36:常夜の島セレネ

「月の、精霊……」

 呆然と呟いたラファーガを、クレーシェはすっと見下ろす。

『なんじゃ、幽霊でも見たかのような面しおって。そなたもここにわらわがおるのを知っていたであろ? 獣人族は月の加護を受けて強くなるからの』
「そ、そうなんだが……実際に精霊を見るのは初めてだからな」

 さて、と手短に話を切ると、彼女はジャーマに視線を移した。
 暴走寸前の力を前にしても、精霊は狼狽える様子ひとつ見せない。

『魔王族の呪か……わらわの力で退けることはできなくもない』
「!」
『じゃが、それにはちとあやつは元気すぎる。弱らせて動きを止める……できるか、小僧?』
「や、やってみる……!」

 精霊が何をするつもりかはわからないが、このままジャーマを暴走させ続ければ、最悪の結末が待っているだろう。
 覚悟を決め、拳を構えるフォンドの隣に、エイミも並び立つ。

「一方的に奪われたことへの恐怖、そして力への強い渇望……わたしも、もしかしたらこんな道を辿っていたのかもしれない」
「エイミ……」
「わたしも、彼を止めたい。一緒にやりましょう、フォンド!」

 彼女に続き、仲間たちもそれぞれ武器を手にジャーマに立ち向かう。
 ガルディオの術で強化され、理性を失いつつある今のジャーマにひとりで挑んでは敵わないだろうが、全員でやれることをやればどうにか押さえ込めるかもしれない。

「お、おい、フォンド……」
「親父はそこで見てろよ。ジャーマとはもうグリングランで戦っただろ?」
「そうだがお前……」
「今度はオレが守る番だ!」

 ラファーガの前に立つフォンドの、すっかり頼もしくなった背中。
 当人こそ気づかないが、奇しくもそれは十三年前、魔物に襲われ両親を亡くした幼いフォンドの前に現れ、彼を守ってくれたラファーガの背中とよく似ていた。
 眩しく焦がれ、追い続けた背中に……

「……いつの間にか、こんなにデカくなったんだな」

 ラファーガの琥珀色の瞳が、優しく細められる。
 友好的な魔族と出会っていたとはいえ、十三年ものあいだ素性を偽っていた魔族の自分に、それと知っても変わらず接してくれる“息子”の存在がじわりと沁み入る。

「わかった。
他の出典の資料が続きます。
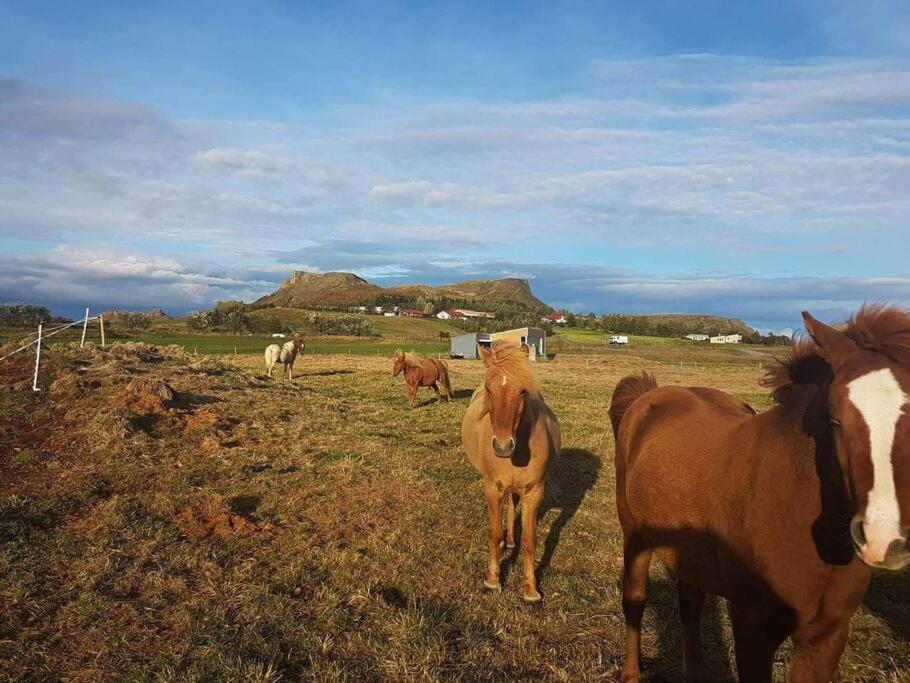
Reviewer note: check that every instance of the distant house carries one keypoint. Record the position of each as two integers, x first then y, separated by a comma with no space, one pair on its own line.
727,339
467,313
556,318
414,313
465,345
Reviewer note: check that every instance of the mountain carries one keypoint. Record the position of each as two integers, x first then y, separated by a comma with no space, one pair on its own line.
681,324
303,290
507,290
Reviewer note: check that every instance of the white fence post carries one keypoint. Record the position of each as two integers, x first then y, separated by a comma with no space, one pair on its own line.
37,359
84,327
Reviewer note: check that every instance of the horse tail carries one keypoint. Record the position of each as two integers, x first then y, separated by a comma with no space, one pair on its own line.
625,393
444,376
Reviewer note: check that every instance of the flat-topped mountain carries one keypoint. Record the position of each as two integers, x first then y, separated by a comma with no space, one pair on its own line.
304,290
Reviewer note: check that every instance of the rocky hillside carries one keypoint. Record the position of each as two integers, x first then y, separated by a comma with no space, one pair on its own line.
303,290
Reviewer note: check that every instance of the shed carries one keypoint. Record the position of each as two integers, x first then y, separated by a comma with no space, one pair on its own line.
465,345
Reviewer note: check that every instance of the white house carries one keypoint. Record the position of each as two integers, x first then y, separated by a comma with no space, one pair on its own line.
475,314
727,339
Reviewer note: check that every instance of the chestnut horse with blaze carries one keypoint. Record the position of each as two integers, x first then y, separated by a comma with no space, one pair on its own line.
422,372
782,513
509,436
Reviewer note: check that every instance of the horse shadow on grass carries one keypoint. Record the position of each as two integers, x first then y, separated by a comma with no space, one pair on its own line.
888,599
572,474
456,395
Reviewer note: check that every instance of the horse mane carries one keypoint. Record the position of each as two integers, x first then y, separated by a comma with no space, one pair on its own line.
875,327
511,359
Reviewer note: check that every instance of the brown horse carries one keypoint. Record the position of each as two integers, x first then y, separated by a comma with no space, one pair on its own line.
422,372
762,509
509,435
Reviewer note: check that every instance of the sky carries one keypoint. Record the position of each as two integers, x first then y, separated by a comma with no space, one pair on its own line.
741,159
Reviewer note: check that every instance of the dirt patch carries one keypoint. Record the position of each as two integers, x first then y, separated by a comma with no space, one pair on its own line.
211,518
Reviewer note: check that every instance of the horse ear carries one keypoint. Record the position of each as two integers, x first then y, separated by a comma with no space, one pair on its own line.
834,344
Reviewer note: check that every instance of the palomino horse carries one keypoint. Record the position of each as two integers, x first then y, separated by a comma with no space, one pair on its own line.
509,436
286,355
762,509
422,372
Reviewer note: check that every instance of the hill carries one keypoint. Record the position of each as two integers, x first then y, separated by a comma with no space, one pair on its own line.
303,290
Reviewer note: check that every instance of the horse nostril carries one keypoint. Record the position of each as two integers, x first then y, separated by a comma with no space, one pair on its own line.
856,531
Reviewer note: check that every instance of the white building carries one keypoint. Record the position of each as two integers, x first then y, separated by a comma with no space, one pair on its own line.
475,314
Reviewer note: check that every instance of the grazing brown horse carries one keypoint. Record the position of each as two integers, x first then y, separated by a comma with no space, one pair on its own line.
781,513
509,435
422,372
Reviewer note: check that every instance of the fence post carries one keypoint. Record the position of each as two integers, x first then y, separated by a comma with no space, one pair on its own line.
37,359
84,327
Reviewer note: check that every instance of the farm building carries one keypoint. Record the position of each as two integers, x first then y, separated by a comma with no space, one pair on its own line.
727,339
465,345
475,314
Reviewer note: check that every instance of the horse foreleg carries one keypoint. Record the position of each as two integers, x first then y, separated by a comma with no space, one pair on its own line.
494,503
530,506
757,633
691,603
817,650
510,521
636,558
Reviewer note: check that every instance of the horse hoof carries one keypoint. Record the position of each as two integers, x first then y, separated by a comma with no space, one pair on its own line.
531,598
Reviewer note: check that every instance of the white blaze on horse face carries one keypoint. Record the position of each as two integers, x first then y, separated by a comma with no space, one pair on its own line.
880,400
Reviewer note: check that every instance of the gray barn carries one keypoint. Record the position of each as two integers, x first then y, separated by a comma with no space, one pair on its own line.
465,345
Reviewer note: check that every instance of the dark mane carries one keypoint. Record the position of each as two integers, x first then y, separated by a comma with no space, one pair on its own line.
878,328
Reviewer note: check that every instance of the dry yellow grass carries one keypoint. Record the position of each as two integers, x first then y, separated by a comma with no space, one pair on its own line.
256,529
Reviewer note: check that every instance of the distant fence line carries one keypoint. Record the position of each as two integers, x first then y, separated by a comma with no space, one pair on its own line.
42,334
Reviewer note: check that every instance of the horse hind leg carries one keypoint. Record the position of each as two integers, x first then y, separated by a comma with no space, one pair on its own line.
691,603
636,559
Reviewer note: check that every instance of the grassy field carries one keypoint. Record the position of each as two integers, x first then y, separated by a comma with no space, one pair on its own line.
256,529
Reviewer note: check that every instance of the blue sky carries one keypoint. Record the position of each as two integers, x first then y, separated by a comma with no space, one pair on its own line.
708,157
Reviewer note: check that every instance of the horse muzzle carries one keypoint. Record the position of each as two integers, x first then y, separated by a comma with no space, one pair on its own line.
880,551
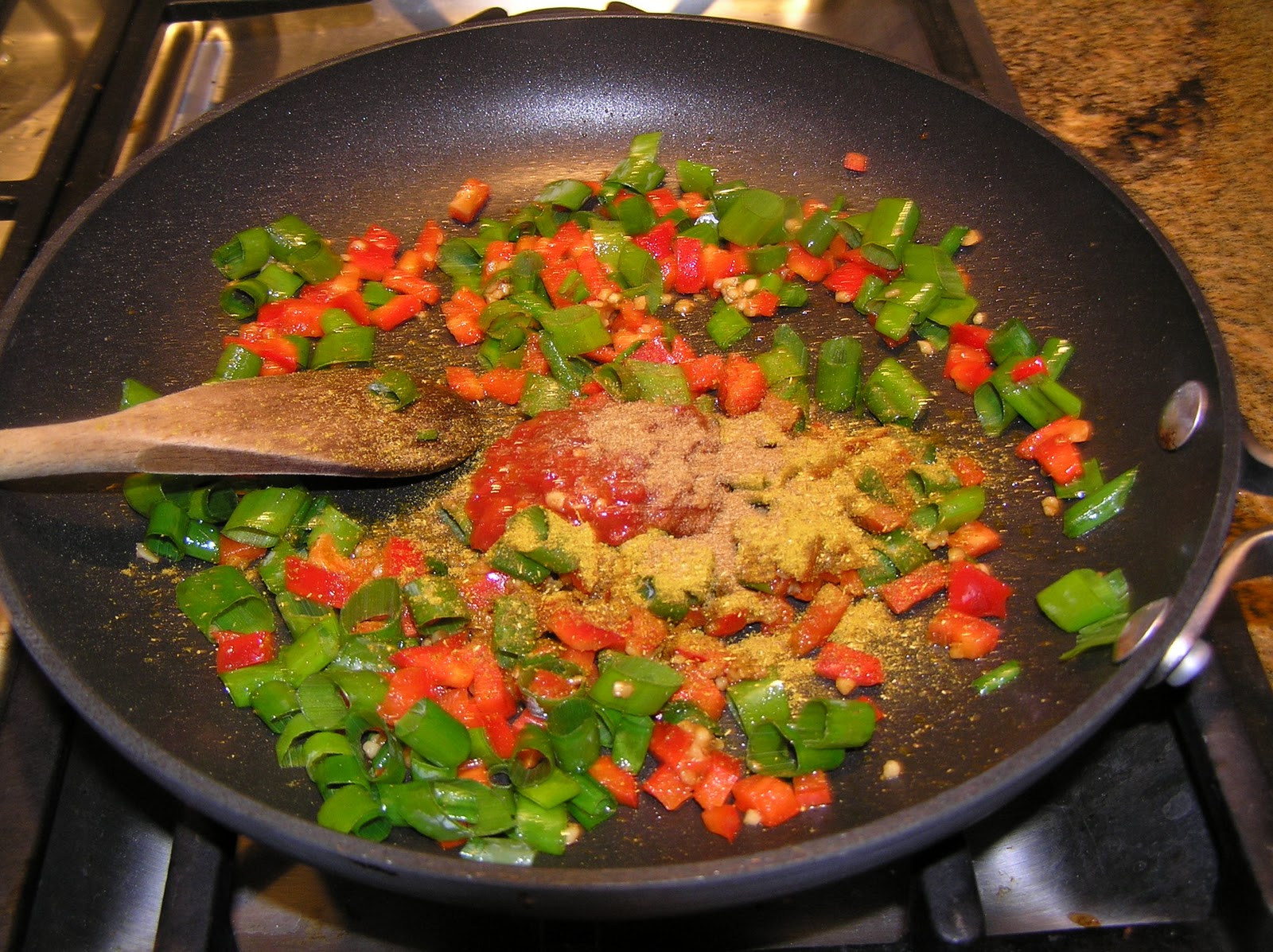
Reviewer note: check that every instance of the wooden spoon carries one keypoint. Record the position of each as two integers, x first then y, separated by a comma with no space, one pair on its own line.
318,423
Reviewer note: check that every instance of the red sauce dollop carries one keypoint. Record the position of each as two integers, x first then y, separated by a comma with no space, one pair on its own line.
555,461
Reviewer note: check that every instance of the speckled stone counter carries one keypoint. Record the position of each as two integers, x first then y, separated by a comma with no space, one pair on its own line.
1174,101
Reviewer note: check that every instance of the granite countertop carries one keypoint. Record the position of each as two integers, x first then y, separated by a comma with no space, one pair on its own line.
1174,101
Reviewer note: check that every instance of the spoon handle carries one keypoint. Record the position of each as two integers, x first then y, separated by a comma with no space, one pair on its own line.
80,445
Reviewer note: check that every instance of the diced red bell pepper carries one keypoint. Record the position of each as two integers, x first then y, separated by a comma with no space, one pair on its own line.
723,821
500,735
770,799
405,283
643,631
401,558
676,744
503,383
394,312
666,786
971,335
969,471
819,620
812,267
1061,460
316,582
742,386
469,200
856,162
373,254
237,554
716,784
428,242
967,366
293,316
461,312
703,373
702,691
974,538
812,789
659,239
965,635
763,303
1025,369
916,585
464,381
576,631
691,278
407,686
847,279
445,665
621,784
719,262
492,691
975,592
279,350
839,662
241,651
1069,429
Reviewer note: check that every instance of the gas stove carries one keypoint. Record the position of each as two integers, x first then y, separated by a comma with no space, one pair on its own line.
1155,835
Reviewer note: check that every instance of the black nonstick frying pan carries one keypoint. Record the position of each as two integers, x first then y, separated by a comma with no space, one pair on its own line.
125,289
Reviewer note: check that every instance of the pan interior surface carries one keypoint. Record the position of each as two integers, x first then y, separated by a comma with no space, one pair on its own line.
386,137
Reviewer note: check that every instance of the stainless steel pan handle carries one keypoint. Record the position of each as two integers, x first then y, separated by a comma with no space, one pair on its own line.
1248,557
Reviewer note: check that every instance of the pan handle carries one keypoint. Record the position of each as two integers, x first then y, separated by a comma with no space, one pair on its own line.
1248,557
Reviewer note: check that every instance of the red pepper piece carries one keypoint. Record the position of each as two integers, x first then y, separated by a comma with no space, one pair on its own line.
394,312
723,821
812,267
971,335
621,784
742,386
975,592
241,651
504,383
691,278
375,254
965,635
770,799
974,538
819,620
576,631
1028,368
812,789
666,786
464,381
839,662
916,585
722,773
461,313
469,200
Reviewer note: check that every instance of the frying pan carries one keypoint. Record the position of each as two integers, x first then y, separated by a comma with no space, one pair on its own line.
125,289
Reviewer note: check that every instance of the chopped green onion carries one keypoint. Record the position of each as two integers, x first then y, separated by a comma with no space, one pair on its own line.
396,387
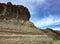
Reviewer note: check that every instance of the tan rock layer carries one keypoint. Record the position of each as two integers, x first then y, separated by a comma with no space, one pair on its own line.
8,11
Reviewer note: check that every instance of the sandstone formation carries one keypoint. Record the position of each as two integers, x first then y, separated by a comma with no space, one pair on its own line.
11,18
9,11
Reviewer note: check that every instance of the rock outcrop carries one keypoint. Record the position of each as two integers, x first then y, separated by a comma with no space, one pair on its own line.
9,11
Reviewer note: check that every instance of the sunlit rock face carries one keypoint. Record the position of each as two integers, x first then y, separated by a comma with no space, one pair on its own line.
9,11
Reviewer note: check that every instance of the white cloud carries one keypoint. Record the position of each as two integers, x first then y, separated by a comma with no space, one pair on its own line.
47,21
58,28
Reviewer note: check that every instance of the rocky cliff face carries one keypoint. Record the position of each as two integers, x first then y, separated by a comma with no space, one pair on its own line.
9,11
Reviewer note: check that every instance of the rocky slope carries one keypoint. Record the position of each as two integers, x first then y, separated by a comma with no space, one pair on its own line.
15,19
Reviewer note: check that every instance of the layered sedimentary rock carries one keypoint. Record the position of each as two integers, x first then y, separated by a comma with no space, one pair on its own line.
9,11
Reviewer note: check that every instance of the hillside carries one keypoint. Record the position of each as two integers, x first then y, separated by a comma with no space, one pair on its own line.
14,23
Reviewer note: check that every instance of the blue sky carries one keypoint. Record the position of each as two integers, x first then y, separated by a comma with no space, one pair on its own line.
44,13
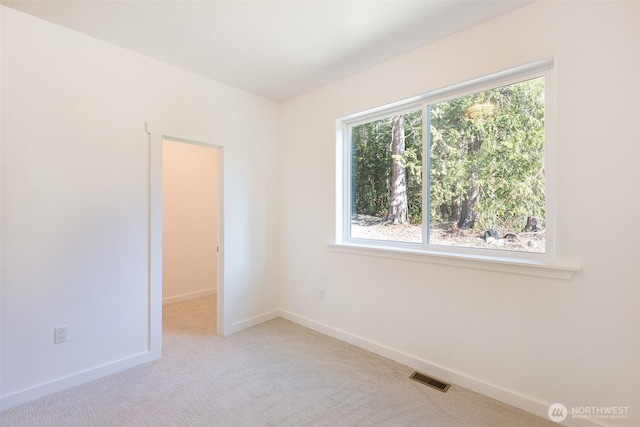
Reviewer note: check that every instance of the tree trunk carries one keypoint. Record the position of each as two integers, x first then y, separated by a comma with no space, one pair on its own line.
398,208
467,215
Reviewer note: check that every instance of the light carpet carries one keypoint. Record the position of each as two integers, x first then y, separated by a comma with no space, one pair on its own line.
274,374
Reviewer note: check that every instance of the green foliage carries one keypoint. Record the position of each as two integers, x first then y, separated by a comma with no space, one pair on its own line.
493,141
490,143
372,162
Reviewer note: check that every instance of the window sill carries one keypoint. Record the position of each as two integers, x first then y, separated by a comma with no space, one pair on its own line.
505,265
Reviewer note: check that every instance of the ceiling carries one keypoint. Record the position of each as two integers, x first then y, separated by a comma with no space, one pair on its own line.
276,49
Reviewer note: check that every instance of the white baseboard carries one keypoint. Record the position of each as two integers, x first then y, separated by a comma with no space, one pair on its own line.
61,384
247,323
186,297
509,397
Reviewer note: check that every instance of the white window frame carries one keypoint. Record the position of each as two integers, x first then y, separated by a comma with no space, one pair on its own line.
532,263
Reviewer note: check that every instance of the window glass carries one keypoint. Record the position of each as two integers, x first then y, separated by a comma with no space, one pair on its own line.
483,156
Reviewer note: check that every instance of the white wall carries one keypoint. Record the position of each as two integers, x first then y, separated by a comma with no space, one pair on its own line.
75,191
530,341
189,221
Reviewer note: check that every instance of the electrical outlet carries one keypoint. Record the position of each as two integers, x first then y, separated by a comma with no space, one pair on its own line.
60,334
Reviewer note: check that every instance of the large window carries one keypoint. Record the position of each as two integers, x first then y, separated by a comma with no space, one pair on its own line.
462,169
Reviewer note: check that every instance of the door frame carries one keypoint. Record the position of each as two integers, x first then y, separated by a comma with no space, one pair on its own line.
156,135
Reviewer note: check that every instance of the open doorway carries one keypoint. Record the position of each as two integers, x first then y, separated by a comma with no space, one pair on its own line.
190,241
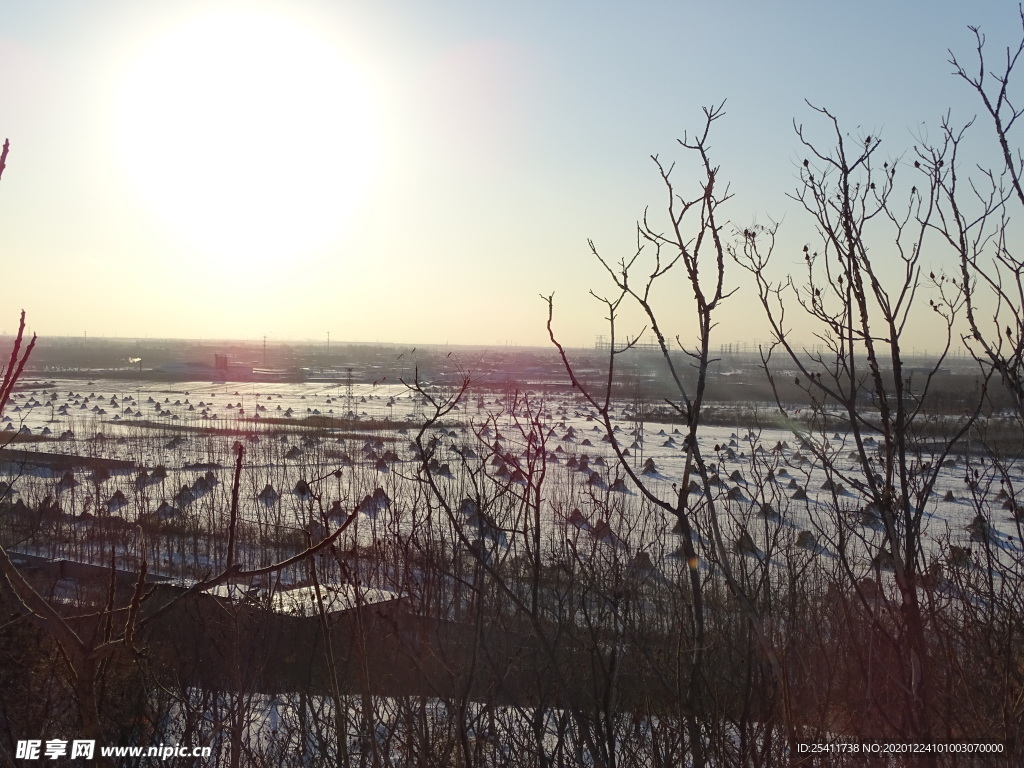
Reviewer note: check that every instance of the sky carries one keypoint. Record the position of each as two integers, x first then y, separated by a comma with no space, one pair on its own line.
423,172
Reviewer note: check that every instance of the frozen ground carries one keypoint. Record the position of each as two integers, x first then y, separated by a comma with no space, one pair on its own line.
189,428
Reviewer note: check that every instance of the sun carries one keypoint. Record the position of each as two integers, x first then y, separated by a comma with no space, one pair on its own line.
248,133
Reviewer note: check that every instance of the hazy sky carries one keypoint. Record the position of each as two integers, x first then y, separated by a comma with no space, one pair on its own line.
418,171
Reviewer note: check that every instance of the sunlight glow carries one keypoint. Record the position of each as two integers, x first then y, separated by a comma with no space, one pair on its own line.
248,133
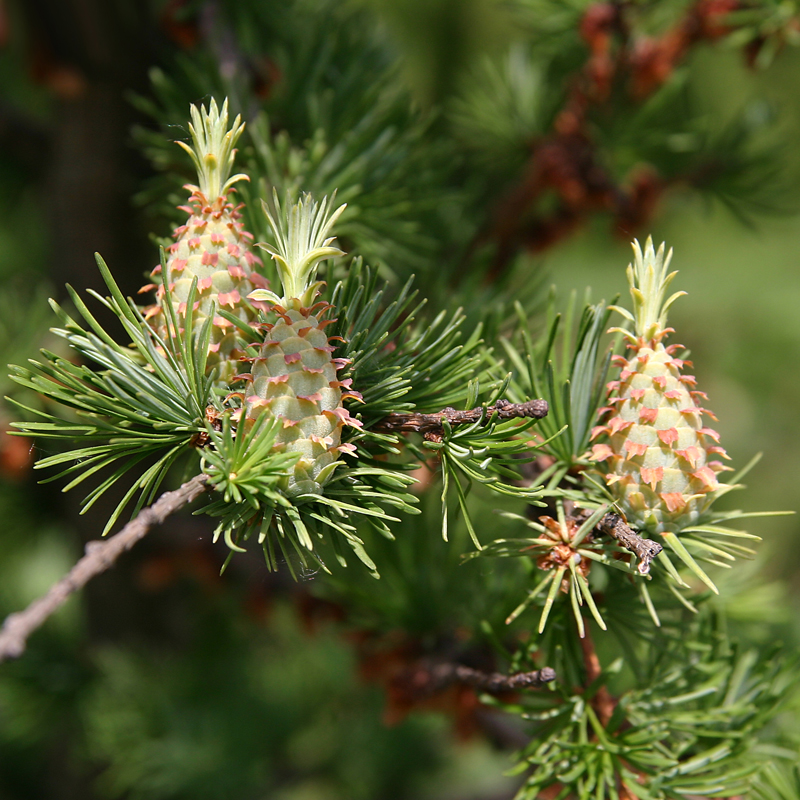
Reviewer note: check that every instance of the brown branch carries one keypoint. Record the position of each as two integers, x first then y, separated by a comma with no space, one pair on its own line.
494,682
425,679
602,702
644,549
431,424
99,557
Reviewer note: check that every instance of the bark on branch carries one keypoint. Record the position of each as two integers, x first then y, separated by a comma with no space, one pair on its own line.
644,549
431,424
100,555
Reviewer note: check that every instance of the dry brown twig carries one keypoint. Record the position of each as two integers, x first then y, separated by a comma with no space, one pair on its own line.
644,549
426,678
100,555
431,424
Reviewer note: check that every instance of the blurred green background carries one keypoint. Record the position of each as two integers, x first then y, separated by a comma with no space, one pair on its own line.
163,680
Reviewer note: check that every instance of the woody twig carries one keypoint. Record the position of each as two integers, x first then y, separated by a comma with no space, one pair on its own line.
427,679
644,549
431,425
99,557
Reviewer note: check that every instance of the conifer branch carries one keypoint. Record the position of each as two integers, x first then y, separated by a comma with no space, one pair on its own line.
432,424
644,549
99,557
427,679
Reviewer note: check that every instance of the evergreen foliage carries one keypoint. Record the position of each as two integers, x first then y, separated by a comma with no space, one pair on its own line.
479,527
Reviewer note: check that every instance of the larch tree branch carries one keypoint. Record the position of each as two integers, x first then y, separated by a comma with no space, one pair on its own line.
100,555
431,424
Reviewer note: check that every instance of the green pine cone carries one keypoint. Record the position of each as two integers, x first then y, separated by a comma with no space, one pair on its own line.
662,460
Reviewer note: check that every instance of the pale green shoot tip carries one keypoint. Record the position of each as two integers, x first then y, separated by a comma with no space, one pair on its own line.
301,243
213,148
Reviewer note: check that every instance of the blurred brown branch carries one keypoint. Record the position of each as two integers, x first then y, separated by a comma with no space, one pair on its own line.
99,557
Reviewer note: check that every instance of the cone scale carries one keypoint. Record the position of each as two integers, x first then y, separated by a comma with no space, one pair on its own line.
662,461
293,375
212,246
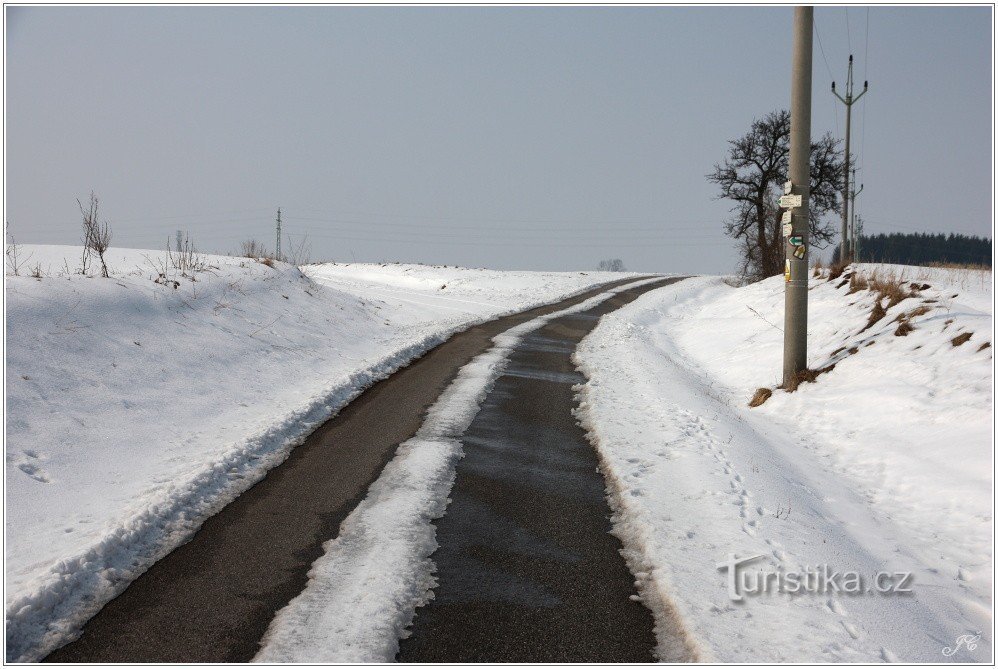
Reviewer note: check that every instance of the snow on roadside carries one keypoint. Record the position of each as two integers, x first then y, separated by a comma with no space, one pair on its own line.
139,405
363,592
885,464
お前に任せる。だがもしもの時は……」
「もしもなんて起きさせねえ!」

 一筋縄ではいかないだろうことは、誰もが理解していた。
 ここで戦うことを選んだ以上、最悪の場合ラファーガはジャーマをこの手で“止める”つもりであることも。
 そんな手段は、ラファーガ自身だって望んでなどいないことも……

「いくぜ、ジャーマ! いろいろ言いてえことはあるが、まずはその目ぇ覚まさせてやる!」
「フォンドォォォォッ!」

 絶対に、しくじるわけにはいかない。目の前で苦しむ兄弟と、家族を想う不器用な父のためにも。
 フォンドは長年鍛え続けた己の拳に視線を落とし、ぐっ、と力をこめる。桔梗色の瞳は静かに、けれども力強い決意の輝きを宿していた。